In all medical malpractice cases filed in New York, the burden of proof is transferred from the plaintiff to the defendant and then back to the plaintiff. In other words, the plaintiff must delineate the alleged malpractice committed by the defendant via a bill of particulars. In turn, if the defendant wishes to have the case dismissed, he or she must refute each allegation in the bill of particulars with an expert report. In a recent case before a New York appellate court, the court explained what constitutes an expert report sufficient to obtain a dismissal in a hospital malpractice case. If you suffered damages during or after your admission to a hospital due to incompetent medical care, it is prudent to speak with a reliable Syracuse hospital malpractice attorney to discuss what compensation you may be able to pursue.
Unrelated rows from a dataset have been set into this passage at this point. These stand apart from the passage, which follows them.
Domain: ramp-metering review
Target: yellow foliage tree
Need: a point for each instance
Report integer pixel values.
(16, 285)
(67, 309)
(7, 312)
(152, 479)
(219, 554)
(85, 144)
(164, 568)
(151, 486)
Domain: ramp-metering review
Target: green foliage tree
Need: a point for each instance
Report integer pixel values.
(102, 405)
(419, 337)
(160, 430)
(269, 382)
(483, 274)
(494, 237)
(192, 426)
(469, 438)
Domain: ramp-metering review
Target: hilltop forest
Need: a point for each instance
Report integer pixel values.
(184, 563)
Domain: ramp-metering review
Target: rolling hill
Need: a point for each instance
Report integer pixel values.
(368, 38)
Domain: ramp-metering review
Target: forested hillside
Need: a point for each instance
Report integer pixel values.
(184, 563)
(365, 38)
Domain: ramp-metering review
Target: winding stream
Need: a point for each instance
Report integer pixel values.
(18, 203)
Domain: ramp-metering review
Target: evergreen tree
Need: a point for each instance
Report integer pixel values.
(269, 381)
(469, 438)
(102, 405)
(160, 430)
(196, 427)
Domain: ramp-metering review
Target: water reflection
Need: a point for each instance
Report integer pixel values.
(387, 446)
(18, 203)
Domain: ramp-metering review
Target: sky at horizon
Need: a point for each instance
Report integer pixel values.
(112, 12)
It is reported that the decedent underwent a procedure at the defendant hospital during which a stent was placed in his esophagus. The following day, he was discharged and directed to follow-up with his primary care physician if he suffered certain symptoms. The decedent died five days later. The plaintiff then filed a medical malpractice lawsuit against the hospital and physician who performed the procedure, in which she alleged negligence during the procedure and in the post-discharge care of the decedent. The defendants filed a motion for summary judgment, which was granted with exception to the claims regarding post-discharge care. The defendants appealed.
Sufficiency of Defense Expert Reports in Medical Malpractice Cases
In a medical malpractice case, a defendant seeking dismissal of the plaintiff’s claims via summary judgment must establish either that he or she did not deviate from the standard of care or that any deviation did not cause the plaintiff’s alleged harm. In order to sustain this burden, the defendant must rebut and address each specific allegation of malpractice that is set forth in the plaintiff’s bill of particulars.